Néanmoins, Rome vient à nouveau de le condamner, ces jours derniers. On peut
dire la même chose de Blondel, ce philosophe dont le principal mérite consiste
à rendre obscures les notions les plus claires. Un bouffon de la littérature
vendu corps et âme à la réaction, s'est même avisé, ces derniers temps, de
vulgariser la logomachie de l'auteur de l'Action, thèse grotesque qui faisait
le charme d'Ollé-Laprune, ce clérical forcené, chargé par la république de
ramener au giron l'Eglise les élèves de Normale Supérieure, alors trop
émancipés au gré des gouvernants. Avec Laberthonnière, un prêtre, l'autorité
ecclésiastique n'usa pas d'une pareille mansuétude. Et l'on peut constater
l'avortement total du néo-catholicisme philosophique. Le modernisme historique
a donné de meilleurs résultats ; c'est à lui surtout que sont dues les
nombreuses défections qui déciment les rangs du clergé instruit. Loisy, hébraïsant
remarquable et professeur d'exégèse biblique à l'Institut catholique de Paris,
en fut le promoteur principal. Révoqué de ses fonctions en 1893, il continua
d'écrire ; ses livres furent mis à l'index et lui-même, refusant de se
soumettre à l'encyclique Pascendi, en 1907, fut frappé d'excommunication
majeure. On a prétendu depuis qu'il était sur le chemin de la conversion ; je
n'en crois rien, car il y a peu d'années, il m'écrivait encore : « Mieux vaut
ne pas sortir de l'Eglise si c'est pour y revenir ». Et sachant mes idées
beaucoup plus avancées que les siennes, mon incrédulité infiniment plus
radicale, il s'est pourtant montré à mon égard d'une bienveillance extrême.

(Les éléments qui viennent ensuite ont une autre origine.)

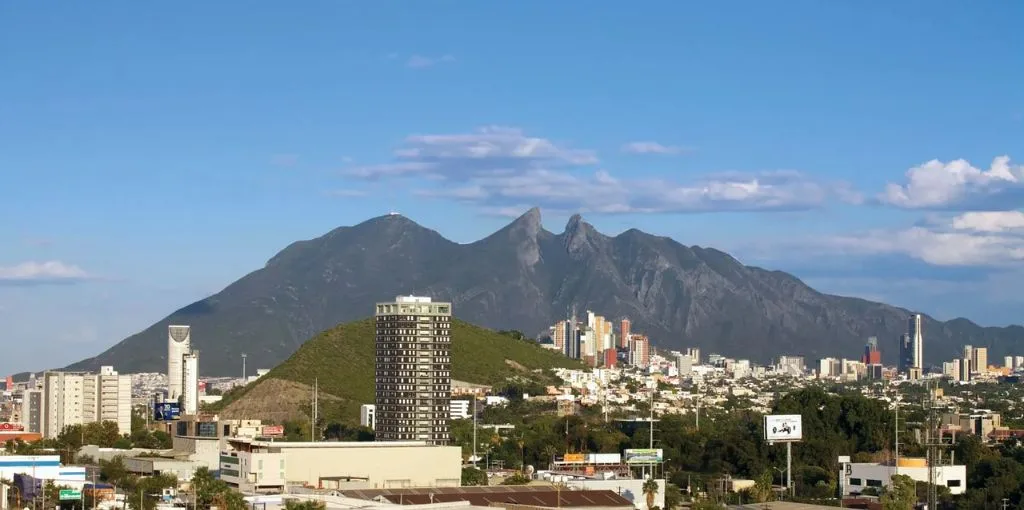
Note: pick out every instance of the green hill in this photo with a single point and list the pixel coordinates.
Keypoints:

Houtin, ancien professeur au petit séminaire d'Angers, auteur d'ouvrages historiques
fort remarquables, quitta de même l'état ecclésiastique. Peu de temps avant sa
mort, il m'écrivait, sentant sa fin prochaine, qu'il était heureux d'avoir
énergiquement combattu la religion ; il me chargeait, en outre de faire savoir
au public, toujours trompé par la grande presse, qu'au seuil de la tombe, il
n'éprouvait nul regret d'avoir quitté l'Eglise. Bien d'autres les imitèrent :
le Père Rose, dominicain, traducteur des Evangiles ; le jésuite anglais
Tyrrel1, etc .. Brémond, l'académicien, ex-jésuite, fut admonesté par Rome pour
avoir assisté ce collègue dans ses derniers moments, sans exiger de
rétractation. Auffret, agrégé de l'Université, et Alfaric, professeur à la
Faculté des lettres de Strasbourg, se virent persécutés par les réactionnaires
au pouvoir, dans les années qui suivirent la guerre ; nous dûmes agir
énergiquement pour les arracher aux griffes de leurs anciens confrères. Ce sont
des penseurs dont j'ai pu apprécier la sincérité et la modestie. N'ayant rien
d'un moderniste et désireux de détruire le catholicisme, non de le réformer,
j'ai trouvé parfois de précieux auxiliaires parmi les anciens prêtres ; mais
une crainte excessive de l'opinion publique paralyse souvent leur action.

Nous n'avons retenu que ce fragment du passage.